Cette approche contre-intuitive révèle le génie commercial de Patou. En créant délibérément un produit hors de portée du plus grand nombre, il a transformé Joy en objet de désir ultime. Quatre-vingt-treize ans plus tard, cette aura d'exception perdure. Nous recevons encore régulièrement en boutique des clientes qui cherchent spécifiquement "le parfum le plus cher" — et même si d'autres créations l'ont depuis dépassé en tarif, Jean Patou Joy conserve cette réputation légendaire.

Ces fleurs qui font toute la différence

Les chiffres donnent le vertige : 10 600 fleurs de jasmin de Grasse et 336 roses de Mai pour 30ml de parfum. Ces proportions, qu'aucune maison ne s'autoriserait aujourd'hui pour des raisons économiques évidentes, expliquent la richesse olfactive de Joy. La rose de Bulgarie qui ouvre la composition n'a rien à voir avec les roses synthétiques qu'on trouve dans la plupart des parfums actuels — c'est de l'authentique essence bulgare, avec cette facette miellée et cette profondeur qu'on ne peut pas imiter.

Le jasmin grandiflorum de Grasse apporte cette sensualité capitieuse typique des grands floraux français. Associé à la tubéreuse et à l'ylang-ylang, il crée une overdose florale qui pourrait facilement virer à l'écœurement. Mais Almeras maîtrise parfaitement ses dosages — le fond musqué et boisé vient tempérer cette exubérance sans l'étouffer. Cette composition reste aujourd'hui un modèle d'équilibre dans l'excès.

Pourquoi Joy divise encore aujourd'hui

Soyons honnêtes : Jean Patou Joy n'est pas un parfum consensuel. En boutique, nous observons deux réactions diamétralement opposées. Soit nos clientes ont un coup de foudre immédiat — elles reconnaissent immédiatement la noblesse de cette composition. Soit elles trouvent l'ensemble trop chargé, trop "old school", trop présent. Il n'y a quasiment jamais de juste milieu avec Joy.

Cette polarisation s'explique en partie par l'évolution des goûts. Les parfums actuels privilégient souvent la subtilité, les accords gourmands ou aquatiques. Face à cette tendance, Joy fait figure de monument d'une autre époque — celle où les femmes portaient des parfums pour être senties et remarquées. Certaines y voient un anachronisme, d'autres une authenticité perdue. Ce débat fait partie intégrante de l'identité de ce parfum — il ne laisse personne indifférent.

Comment porter ce monument floral aujourd'hui

Joy demande une approche particulière. Contrairement aux eaux de parfum modernes qu'on peut vaporiser généreusement, celui-ci se dose avec parcimonie. Une pulvérisation sur chaque poignet suffit amplement — la diffusion est naturellement puissante. Nous conseillons à nos clientes de l'appliquer au moins vingt minutes avant de sortir, le temps que les notes de tête s'assouplissent et que l'ensemble trouve son équilibre sur la peau.

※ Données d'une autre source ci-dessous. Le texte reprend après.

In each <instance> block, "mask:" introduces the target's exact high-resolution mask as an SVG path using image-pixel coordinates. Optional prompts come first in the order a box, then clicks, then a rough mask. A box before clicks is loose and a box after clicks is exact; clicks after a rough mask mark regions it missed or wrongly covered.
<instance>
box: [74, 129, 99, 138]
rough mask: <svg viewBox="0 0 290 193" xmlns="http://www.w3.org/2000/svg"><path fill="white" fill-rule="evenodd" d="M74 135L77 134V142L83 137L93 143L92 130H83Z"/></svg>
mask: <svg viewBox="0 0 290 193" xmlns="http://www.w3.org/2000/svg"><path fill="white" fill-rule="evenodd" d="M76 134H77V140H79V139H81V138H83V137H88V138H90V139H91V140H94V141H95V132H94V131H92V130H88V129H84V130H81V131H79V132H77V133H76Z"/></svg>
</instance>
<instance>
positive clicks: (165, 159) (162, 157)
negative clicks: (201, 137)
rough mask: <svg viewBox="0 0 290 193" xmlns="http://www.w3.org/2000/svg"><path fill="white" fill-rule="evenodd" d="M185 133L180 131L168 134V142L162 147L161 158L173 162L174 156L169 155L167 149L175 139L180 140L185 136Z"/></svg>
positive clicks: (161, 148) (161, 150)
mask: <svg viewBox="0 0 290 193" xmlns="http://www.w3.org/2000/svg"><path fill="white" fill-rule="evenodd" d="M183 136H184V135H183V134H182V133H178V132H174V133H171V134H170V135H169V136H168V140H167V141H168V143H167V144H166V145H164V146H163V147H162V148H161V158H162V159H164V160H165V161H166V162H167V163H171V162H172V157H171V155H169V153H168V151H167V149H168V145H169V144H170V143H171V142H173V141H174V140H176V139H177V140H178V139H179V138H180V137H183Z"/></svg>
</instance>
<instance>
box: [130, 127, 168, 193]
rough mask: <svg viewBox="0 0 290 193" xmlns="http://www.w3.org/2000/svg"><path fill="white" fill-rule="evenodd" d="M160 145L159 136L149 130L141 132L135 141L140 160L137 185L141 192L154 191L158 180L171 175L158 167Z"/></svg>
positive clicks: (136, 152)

Question saisonnalité, Joy se porte idéalement en automne et en hiver. Sa richesse florale s'épanouit mieux par temps frais, quand l'air sec permet aux notes de se développer sans saturer l'atmosphère. C'est un parfum de soirée par excellence — pour un dîner, un opéra, une occasion où l'on veut marquer les esprits. Porter Joy, c'est assumer un certain goût du spectacle olfactif, et c'est exactement ce qui fait son charme.